Friendship: He Calls Me Friend

“I no longer call you servants, because a servant does not know his master’s business. Instead, I have called you friends, for everything that I learned from my Father I have made known to you.” – John 15:15 NIV

This is the final installment of my friendship series

photo: Raye Wortel

Thinking about my closest friends is easy.  First, there’s Kim. Our time as friends has been short, but we find we’ve traveled many similar roads.  She’s my weekly coffee companion, and fits in my life like a welcomed gift.  Then there’s Jackie.  My beautiful sister-in-law whose been in my life for more than 25 years.  Time and distance keep us from each other, but I cherish each and every moment I spend in her company.  Her strength and grace-filled soul brings me great joy.  Lastly, there’s Renae.  The amazing woman I get to share these pages with.  Her friendship is my reward, and I am keenly aware of the depth to which she has touched my life.


Yet, in these great friendships, there is one that is greater still.


It’s a friendship so many of us have difficulty getting our head around.  When we hear that Jesus calls us friend, there is a hopeful joy in our heart, and a nagging doubt in our mind.


How could he call me friend? Doesn’t he know how I’ve lived my life?  What could I mean to him?


Questions we dwell on, but the truth is that relationships are his passion.


Why do we find it hard to accept his friendship?  I’ve got a few ideas…


We trade fear for fear.  Many of us have had the experience of picturing God as a menacing and aloof figure that doles out punishment and curses from his heavenly throne – far too busy to connect with lowly lives down here.  We live in fear of his retribution, and regard his refinement of us as simple punishment rather than a loving, masterful process.


In reality, fear of the Lord is better described as reverence, respect, and honor for the One who is the very essence of holiness, purity, and power.


When we hold someone in high esteem, we are eager to spend time “rubbing shoulders” with them – hoping that some of what they have will attach itself to us, and we’d be better for it.


Psalm 25:14 says that, “The Lord confides in those who fear him; he makes his covenant known to them.”  To confide in is to entrust into another’s keeping.  Would you confide in someone you didn’t have a relationship with?  No, a relationship based on honor is essential.

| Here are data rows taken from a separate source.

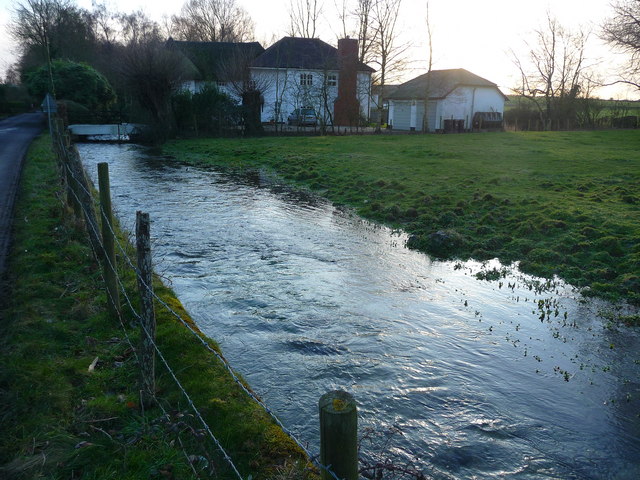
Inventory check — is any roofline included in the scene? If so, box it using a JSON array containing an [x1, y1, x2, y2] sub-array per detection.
[[389, 83, 507, 100]]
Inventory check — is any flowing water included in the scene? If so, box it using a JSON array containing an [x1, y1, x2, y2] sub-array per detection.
[[79, 144, 640, 479]]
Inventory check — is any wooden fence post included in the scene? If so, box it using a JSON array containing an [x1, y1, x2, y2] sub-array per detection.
[[98, 162, 120, 316], [318, 390, 358, 480], [136, 211, 156, 403]]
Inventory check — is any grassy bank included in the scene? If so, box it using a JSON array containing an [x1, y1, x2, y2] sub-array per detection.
[[164, 131, 640, 302], [0, 137, 308, 479]]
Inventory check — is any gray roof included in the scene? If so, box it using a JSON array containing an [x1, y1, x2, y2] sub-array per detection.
[[252, 37, 375, 72], [388, 68, 500, 100], [167, 38, 264, 80]]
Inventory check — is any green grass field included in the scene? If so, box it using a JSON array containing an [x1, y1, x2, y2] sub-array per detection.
[[164, 130, 640, 302], [0, 137, 316, 480]]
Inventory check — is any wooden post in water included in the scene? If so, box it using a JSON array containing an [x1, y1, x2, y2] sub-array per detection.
[[136, 211, 156, 403], [98, 162, 120, 317], [318, 390, 358, 480]]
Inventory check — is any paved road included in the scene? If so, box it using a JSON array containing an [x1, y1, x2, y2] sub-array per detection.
[[0, 113, 45, 278]]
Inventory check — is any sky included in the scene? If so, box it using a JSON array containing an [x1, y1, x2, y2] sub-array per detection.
[[0, 0, 640, 99]]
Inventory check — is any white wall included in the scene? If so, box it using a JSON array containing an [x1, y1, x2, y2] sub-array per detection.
[[390, 87, 504, 131], [251, 68, 371, 124]]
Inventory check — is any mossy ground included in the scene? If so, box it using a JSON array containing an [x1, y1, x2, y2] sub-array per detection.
[[0, 137, 310, 480], [164, 130, 640, 302]]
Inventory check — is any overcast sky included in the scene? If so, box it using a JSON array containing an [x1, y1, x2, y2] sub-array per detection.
[[0, 0, 639, 98]]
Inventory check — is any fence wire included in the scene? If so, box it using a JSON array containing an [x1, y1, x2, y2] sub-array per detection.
[[54, 124, 340, 480], [56, 127, 244, 480]]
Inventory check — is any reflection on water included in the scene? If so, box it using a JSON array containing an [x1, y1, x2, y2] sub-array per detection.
[[80, 144, 640, 479]]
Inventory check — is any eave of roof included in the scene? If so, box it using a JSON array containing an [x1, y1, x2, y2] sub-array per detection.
[[252, 37, 375, 72], [388, 68, 504, 100]]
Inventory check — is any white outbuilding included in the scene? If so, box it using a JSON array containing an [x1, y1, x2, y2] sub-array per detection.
[[388, 68, 506, 132]]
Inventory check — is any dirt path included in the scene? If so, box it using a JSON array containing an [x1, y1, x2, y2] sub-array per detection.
[[0, 113, 45, 284]]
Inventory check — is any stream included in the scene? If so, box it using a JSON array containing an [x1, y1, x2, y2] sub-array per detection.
[[78, 143, 640, 479]]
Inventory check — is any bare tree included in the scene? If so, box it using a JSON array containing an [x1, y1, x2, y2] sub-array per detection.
[[9, 0, 95, 67], [289, 0, 323, 38], [512, 14, 589, 130], [116, 10, 162, 45], [355, 0, 380, 63], [172, 0, 254, 42], [602, 0, 640, 89], [372, 0, 409, 131], [120, 40, 189, 141], [216, 45, 272, 135], [422, 0, 433, 133]]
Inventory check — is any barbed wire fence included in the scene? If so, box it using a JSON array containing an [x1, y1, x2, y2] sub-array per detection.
[[51, 120, 350, 480]]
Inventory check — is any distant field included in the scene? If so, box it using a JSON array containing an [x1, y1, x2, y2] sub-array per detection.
[[504, 95, 640, 116], [165, 130, 640, 302]]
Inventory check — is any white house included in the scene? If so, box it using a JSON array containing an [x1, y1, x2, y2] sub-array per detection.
[[250, 37, 374, 125], [388, 68, 506, 132]]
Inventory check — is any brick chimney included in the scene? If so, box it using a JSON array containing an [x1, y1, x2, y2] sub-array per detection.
[[333, 38, 360, 125]]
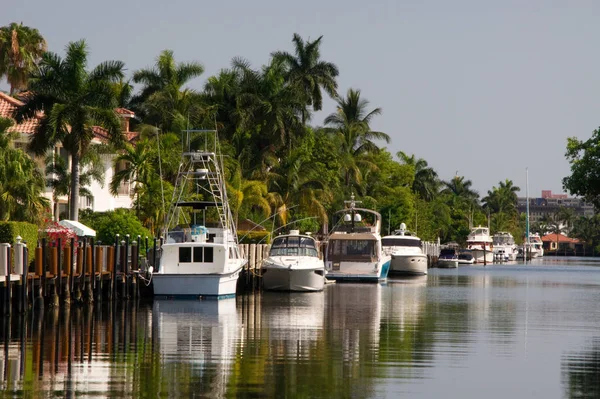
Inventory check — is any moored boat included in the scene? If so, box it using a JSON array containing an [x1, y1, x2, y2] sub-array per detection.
[[152, 131, 246, 298], [467, 226, 494, 263], [325, 195, 391, 282], [492, 231, 519, 262], [437, 248, 458, 268], [381, 223, 427, 275], [262, 230, 325, 291]]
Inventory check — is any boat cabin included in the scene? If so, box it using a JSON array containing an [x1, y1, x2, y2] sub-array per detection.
[[269, 234, 319, 257], [327, 233, 381, 264]]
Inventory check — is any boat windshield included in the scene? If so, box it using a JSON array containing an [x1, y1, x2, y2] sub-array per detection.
[[327, 240, 377, 262], [269, 236, 318, 256], [493, 235, 515, 245], [440, 249, 456, 256], [381, 237, 421, 248]]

It demands too much of me.  Have you ever had a friendship where you did all the work?  You contacted and served them regularly, and the relationship felt terribly one sided?  We usually bail on friendships like this, but sometimes we hang in there, and then comes a time when their service to us is more than anything we could have imagined.


God can sometimes feel like this kind of friend.  We faithfully pray to him, yet get silence in return.  We serve him eagerly, yet hardships still abound.  Forgetting his true nature, we bail on his friendship too soon.  Yet Psalm 16:11 says, “You make known to me the path of life; you will fill me with joy in your presence, with eternal pleasures at your right hand.”


If we give up too soon on the unfolding of his ways – in his time, we run the risk of missing out on the ultimate gift our friendship with him yields.


Our “humility” grieves our friend.  “Who would want to be friends with me? I’m not important, good, or special enough.” Ever hear this?  Have you said it yourself?  Sometimes we make comments like this to elicit a complement from someone as a way to boost our self-esteem.


However, our act of “humility” can put us in a mindset that resists the Lord’s blessings or the promises he offers through his Word, but if we were to believe him, and have faith in his truths we would then be in the company of Abraham:


“And the scripture was fulfilled that says, “Abraham believed God, and it was credited to him as righteousness,” and he was called God’s friend.” (James 2:23 NIV)


How could he call you friend? Through his abundant grace.  Does he know how you’ve lived your life? You bet he does.  What do you mean to him? Everything.


Now, go accept his gift of friendship, and be greater for it!


Lord, thank you for calling me friend.  I desire our relationship to be a healthy and thriving one.  Please give me a heart that fully accepts your gift with reverent fear – never wanting to give it up.  Amen.


4 Replies

  1. Kim Royster

    Raye I am encouraged to accept this wonderful gift of friendship. It is truly a gift! I also agree that cultivating our relationship with Jesus strengthens our earthly relationships.! Keep using your gift of words. The blessing and impact I’m sure goes beyond what you know or realize. Your friend, Kim

    1. So great to see you among these pages Kim! Thank you for such kind words, and may God continue to bless our friendship!

  2. Lori Perez

    Beautifully written Raye. I have enjoyed reading each week about friendship. That word sometimes is taken lightly or taken to strongly. This was a wonderful way to end what you have talked about for the last weeks. I am so happy that I have Jesus as my friend.

    1. I’m so pleased you’ve enjoyed the friendship series. It truly is a wonderful thing to have Jesus as our friend. Working on our relationship with him, will transform our earthly friendships into full and fruitful ones. So nice to hear from you as usual.